Matt McIlwain: Madison combines a natural curiosity for how things work with great attention to detail and persistence. She also loves design thinking and specifically how that applies to the entire consumer supply chain. We have always enjoyed talking about innovation and entrepreneurship, and I was pleasantly surprised when she decided to become a venture capitalist. I might have guessed that she would start her own company at some point!
GeekWire: How is she different from you?
Matt McIlwain: Madison has a deep passion for the consumer supply chain, but it goes beyond the systems and workflows. She also has an incredible eye for fashion and design. I have personally benefitted from her eye for fashion as she has significantly upgraded and helped my wardrobe become more “on trend” over the years. And, believe me, I needed the help! While we share a core value that every person deserves the very best opportunity to succeed, Madison has focused her efforts here on creating opportunities for women to have the education, information and access to become as accomplished in life as they aspire to be! Her podcast The Room and her work with San Francisco Girls School are a couple examples as are her efforts to back female founders.
GeekWire: Does it make it fun to check in with her and talk shop?
Matt McIlwain: It is really fun to share a career with one of your children. And, while there were many challenges during the past year, a silver lining for us was that we were in person quite a bit and would often go for jogs and talk about the venture world. We also are known to chat about trends and companies at the dinner table, but sometimes there was a little too much “shop talk” at the dinner table!
Learn a bit more about this week’s Geek of the Week, Madison McIlwain:
What’s your workspace like, and why does it work for you? I have a desk that sits in the Victorian bay window in my 100-year-old San Francisco apartment. It gets great light but has horrible insulation! Between my monitor, laptop and plants I’m set for form, function and fresh oxygen.
What’s the one piece of technology you couldn’t live without, and why? My Zojirushi; instant hot water is a game changer as a tea drinker.
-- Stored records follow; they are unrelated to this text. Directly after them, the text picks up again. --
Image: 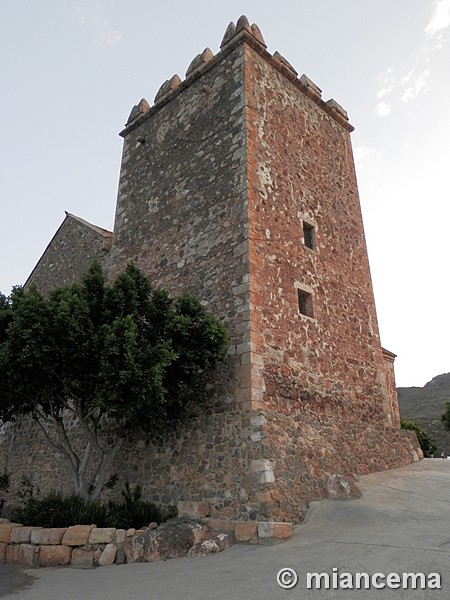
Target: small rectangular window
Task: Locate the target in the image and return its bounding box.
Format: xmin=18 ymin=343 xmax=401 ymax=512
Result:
xmin=303 ymin=221 xmax=316 ymax=250
xmin=297 ymin=290 xmax=314 ymax=318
Your best tip or trick for managing everyday work and life. (Help us out, we need it.) I’m a bit of a Notion addict. As a former PM, I love using Kanban boards for personal organization. I also get a lot of satisfaction dragging things from “In Progress” to “Complete.” Whether it’s on Notion, Coda, or Trello, I think having a personal “roadmap” to drop all your to-do’s into helps declutter your mind.
Transporter, Time Machine or Cloak of Invisibility? Time Machine. I was a history major!
I once waited in line for … the midnight book release of Twilight’s fourth book … this is the Geek of the Week column after all!
Greatest game in history: “BlackBerry Brick Breaker.”
Best gadget ever: The Kindle.
Favorite app: Right now, Fable! I love to read and this app is unlocking incredible reading recommendations and folios. Think Spotify, for books.
Favorite cause: San Francisco Girl’s School!
Most important technology of 2021: COVID-19 vaccine.
Most important technology of 2023: Technology and supply chain innovation that empowers entirely closed loop consumer behavior! We need to build better systems that allow consumers to shop while sustaining our planet.
Final words of advice for your fellow geeks: Lean into curiosity, and if you’re a founder, stay determined to build a better experience for your customers.